1. How to Not Be Nervous

**_Everything I've Learned_**

_Karen's father finds out about her relationship with Holly, and he furiously interrogates the child. Slowly, she recounts the full story, sifting through what she may and may not tell her father- along the way, reflecting on everything she's learned from this school year… none of which was on the exam._

**_M/English/Romance & Angst/Karen/Holly_**

**_Author's _**_**Note:** I'm not the world's best fanfiction author. In fact, I'm a complete amateur. Please pardon me if I get a bit out of character; I'm not used to writing with pre-structured characters. Do let me know, though- I would really love the criticism. The fic is rated M for very strong language, ~adult themes~ (although smuttier scenes will not be terribly explicit), and all that jazz that happened on the show anyway (so if you could handle watching the show, you'll be a-okay here). Love you all ~R_

_**Disclaimer:** Karen, Adrian, and Holly- along with any other characters referenced- are copyrighted property of BBC. I am making no profits from this fiction, nor do I intend to claim the plot as my own._

**Chapter One- How to Not Be Nervous**

* * *

Nervous.

On the first day of class, Holly—Ms. Shawcross—asked us to write about one word that described a moment in our life. Any moment. And why.

When I was little, when my mum and dad were together, we always went to this big, beautiful beach. I felt so small hidden in the sand. It was safer there, where the only people who could see me were little crabs and ants and things living just below the surface.

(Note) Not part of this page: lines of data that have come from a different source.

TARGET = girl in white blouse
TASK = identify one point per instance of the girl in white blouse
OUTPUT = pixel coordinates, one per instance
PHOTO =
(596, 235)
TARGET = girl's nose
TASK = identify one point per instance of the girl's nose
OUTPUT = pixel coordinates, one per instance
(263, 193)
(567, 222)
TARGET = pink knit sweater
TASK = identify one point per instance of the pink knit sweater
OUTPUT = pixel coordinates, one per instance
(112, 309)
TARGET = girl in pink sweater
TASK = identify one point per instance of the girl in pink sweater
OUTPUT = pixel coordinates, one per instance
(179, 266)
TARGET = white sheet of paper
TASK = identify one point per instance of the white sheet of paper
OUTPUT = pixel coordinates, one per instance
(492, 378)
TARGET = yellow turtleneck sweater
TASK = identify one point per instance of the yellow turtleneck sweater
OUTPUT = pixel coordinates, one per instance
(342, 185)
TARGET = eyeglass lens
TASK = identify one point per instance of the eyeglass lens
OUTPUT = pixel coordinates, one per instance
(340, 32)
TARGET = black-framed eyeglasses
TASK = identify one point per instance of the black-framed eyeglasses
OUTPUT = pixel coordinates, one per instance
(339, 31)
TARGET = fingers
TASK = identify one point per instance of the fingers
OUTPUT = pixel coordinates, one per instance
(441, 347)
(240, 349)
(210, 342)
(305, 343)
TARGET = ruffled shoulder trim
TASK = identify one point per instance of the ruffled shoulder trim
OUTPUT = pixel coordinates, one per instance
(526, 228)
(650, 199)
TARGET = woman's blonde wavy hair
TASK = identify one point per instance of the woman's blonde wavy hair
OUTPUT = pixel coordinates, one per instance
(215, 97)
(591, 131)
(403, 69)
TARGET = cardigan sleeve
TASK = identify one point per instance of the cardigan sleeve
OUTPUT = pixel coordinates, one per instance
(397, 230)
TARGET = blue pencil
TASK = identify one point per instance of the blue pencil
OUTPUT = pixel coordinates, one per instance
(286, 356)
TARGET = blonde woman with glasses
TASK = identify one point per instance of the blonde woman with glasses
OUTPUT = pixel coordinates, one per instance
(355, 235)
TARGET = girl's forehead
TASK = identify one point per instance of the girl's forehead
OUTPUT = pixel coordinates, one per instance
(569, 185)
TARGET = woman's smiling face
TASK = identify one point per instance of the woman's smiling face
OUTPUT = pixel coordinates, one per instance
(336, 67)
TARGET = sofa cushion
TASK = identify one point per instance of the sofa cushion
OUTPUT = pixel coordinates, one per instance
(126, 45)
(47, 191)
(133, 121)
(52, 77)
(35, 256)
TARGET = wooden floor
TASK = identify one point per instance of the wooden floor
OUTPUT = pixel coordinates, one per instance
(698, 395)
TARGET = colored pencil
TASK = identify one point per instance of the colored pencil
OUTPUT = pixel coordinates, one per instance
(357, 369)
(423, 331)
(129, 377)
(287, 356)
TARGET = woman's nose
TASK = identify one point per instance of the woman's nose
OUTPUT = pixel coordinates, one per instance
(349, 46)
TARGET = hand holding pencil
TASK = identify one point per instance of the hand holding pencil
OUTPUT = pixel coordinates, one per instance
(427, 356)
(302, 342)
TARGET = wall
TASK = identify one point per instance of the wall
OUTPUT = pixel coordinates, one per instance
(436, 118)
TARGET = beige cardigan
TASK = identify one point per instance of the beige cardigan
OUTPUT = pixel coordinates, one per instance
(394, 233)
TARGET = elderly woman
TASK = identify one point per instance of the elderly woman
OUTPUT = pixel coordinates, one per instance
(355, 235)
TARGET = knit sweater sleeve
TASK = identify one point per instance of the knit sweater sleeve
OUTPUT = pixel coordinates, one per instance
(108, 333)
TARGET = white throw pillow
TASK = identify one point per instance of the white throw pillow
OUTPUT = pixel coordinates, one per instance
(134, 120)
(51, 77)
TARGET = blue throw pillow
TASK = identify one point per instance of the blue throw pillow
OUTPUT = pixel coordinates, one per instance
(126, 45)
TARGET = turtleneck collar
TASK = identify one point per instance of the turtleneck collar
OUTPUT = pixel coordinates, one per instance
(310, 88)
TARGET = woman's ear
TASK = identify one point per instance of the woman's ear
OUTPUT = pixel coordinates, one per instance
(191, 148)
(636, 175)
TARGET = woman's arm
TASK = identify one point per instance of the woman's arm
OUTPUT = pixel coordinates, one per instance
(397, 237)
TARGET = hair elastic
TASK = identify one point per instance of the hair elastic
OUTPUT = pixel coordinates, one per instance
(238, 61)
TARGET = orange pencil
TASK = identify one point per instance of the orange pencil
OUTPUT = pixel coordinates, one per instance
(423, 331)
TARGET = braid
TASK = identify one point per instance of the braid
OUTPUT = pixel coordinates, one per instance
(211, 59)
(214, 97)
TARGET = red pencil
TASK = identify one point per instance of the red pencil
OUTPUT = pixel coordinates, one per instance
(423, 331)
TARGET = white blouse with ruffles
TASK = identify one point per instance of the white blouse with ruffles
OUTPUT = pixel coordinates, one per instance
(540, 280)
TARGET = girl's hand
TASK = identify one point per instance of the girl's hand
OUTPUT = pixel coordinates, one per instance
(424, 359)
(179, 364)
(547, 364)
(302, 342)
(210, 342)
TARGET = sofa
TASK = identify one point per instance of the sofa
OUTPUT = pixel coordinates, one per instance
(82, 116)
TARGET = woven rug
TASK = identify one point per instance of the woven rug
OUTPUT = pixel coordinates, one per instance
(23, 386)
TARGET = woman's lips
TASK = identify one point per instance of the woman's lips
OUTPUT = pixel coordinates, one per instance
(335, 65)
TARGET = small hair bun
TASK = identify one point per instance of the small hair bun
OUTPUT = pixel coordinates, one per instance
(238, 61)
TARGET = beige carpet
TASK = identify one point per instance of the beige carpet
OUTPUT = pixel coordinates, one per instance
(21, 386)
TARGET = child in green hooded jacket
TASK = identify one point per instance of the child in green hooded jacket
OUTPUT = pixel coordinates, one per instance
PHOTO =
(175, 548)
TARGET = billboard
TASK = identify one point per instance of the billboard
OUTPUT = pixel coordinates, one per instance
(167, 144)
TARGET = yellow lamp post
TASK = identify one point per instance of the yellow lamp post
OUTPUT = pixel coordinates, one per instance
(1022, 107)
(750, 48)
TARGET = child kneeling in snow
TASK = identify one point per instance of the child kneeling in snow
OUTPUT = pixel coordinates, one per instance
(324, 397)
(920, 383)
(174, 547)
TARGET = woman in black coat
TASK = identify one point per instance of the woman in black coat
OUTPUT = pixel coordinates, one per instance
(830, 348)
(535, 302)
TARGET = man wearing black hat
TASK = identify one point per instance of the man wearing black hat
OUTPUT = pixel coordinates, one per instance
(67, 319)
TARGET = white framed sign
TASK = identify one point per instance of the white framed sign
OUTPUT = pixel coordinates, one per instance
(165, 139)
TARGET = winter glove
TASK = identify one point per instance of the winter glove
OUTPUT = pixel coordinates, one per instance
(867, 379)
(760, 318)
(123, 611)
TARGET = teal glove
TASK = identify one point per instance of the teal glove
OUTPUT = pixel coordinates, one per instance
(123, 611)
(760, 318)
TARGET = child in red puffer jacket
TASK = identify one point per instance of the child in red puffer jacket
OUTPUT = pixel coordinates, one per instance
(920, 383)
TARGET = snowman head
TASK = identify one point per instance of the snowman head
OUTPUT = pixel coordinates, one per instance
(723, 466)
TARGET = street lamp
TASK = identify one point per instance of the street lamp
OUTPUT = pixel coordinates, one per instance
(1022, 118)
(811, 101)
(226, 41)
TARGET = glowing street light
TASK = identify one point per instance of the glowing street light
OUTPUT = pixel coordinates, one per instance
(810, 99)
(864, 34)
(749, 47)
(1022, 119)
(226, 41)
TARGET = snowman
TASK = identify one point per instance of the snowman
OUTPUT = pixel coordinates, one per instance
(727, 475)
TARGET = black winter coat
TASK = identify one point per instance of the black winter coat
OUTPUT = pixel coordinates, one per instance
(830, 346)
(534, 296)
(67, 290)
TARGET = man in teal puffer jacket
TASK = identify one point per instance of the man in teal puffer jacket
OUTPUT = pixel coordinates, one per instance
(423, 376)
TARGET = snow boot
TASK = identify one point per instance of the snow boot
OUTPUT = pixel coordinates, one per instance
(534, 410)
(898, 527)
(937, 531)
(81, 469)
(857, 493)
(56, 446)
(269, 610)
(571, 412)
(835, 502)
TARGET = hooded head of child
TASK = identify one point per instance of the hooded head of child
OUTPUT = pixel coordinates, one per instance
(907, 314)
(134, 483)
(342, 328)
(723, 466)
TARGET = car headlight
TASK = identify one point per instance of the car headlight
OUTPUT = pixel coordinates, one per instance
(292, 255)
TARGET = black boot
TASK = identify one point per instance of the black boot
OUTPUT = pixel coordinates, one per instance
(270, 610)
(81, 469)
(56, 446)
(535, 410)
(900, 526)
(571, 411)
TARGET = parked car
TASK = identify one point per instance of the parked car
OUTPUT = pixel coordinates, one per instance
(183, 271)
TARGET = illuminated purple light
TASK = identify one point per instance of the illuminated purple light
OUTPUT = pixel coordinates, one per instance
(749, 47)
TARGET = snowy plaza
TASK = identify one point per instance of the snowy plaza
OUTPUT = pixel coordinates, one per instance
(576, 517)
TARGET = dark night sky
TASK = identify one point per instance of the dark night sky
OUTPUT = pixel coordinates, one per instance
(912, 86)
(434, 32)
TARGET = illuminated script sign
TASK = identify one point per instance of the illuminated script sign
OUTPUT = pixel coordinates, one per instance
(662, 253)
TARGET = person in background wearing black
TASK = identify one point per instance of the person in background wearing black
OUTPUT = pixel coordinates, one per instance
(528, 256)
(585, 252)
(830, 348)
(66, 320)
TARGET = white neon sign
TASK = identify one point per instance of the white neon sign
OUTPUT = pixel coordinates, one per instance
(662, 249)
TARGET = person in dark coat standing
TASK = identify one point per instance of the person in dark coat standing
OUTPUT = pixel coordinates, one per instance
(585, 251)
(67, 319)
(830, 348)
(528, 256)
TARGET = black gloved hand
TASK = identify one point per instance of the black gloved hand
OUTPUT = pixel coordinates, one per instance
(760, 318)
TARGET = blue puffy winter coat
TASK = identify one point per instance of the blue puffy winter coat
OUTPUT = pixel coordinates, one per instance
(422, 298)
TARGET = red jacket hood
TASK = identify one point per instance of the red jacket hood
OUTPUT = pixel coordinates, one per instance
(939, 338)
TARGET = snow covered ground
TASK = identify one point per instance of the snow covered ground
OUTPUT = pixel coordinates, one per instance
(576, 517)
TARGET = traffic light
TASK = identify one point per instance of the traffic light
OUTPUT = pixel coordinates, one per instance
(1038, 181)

The world was so big, and I was so small, and it made me so nervous. I think nervous is different from scared. I wasn't scared.

After my parents split, and my mum moved to god-knows-where with god-knows-whom, I went to the beach by myself. I swam out too deep. I didn't want to see the shore anymore- the shore was where the worst things were. I was nervous then, too. I'd never been out swimming without Mum right beside me, making sure I couldn't drown. I'd never even been out to water that went above my shoulders. I was so nervous, though, that I was shaking, and the shaking only made me swim faster. By the time I decided I wanted to go back, I was out too deep. That's when I got scared.

There was a buoy a few metres away- one of those big metal ones with the numbers and the bells and the little starfish crawling all over. Climbing on to there, I was scared. It felt amazing, and so scary, and so much better than being nervous. I decided I couldn't go back to being nervous then- nervous was too… in the middle, too particular. Scary had a whole spectrum of adrenaline.

So I rejected the offer of the kayakers to bring me back to shore. They didn't scare me enough. I waited until I stopped shaking- until the nervousness was gone- and I dove back into the water, headfirst, and swam back to shore scared as bloody hell.

I was nervous at first, trying to talk to Holly. I wasn't sure if I was allowed to be friendly with my teacher; I wasn't sure if she was allowed to be friendly with her students. We didn't even speak until the fourth art club meeting. A full month of knowing her before I abandoned being nervous. I could only do it that day because of the beach- I was painting it, or at least, the way I remembered it- and it reminded me of nervousness and fear and the bad things and the good. I thought… I thought Ms. Shawcross must be nervous going into class. No, that's wrong. I knew she was nervous. The boys tormented her- god, they're so juvenile. But I thought maybe if she knew we weren't all so unintelligent, she could stop being so nervous. Maybe she'd even start being scared.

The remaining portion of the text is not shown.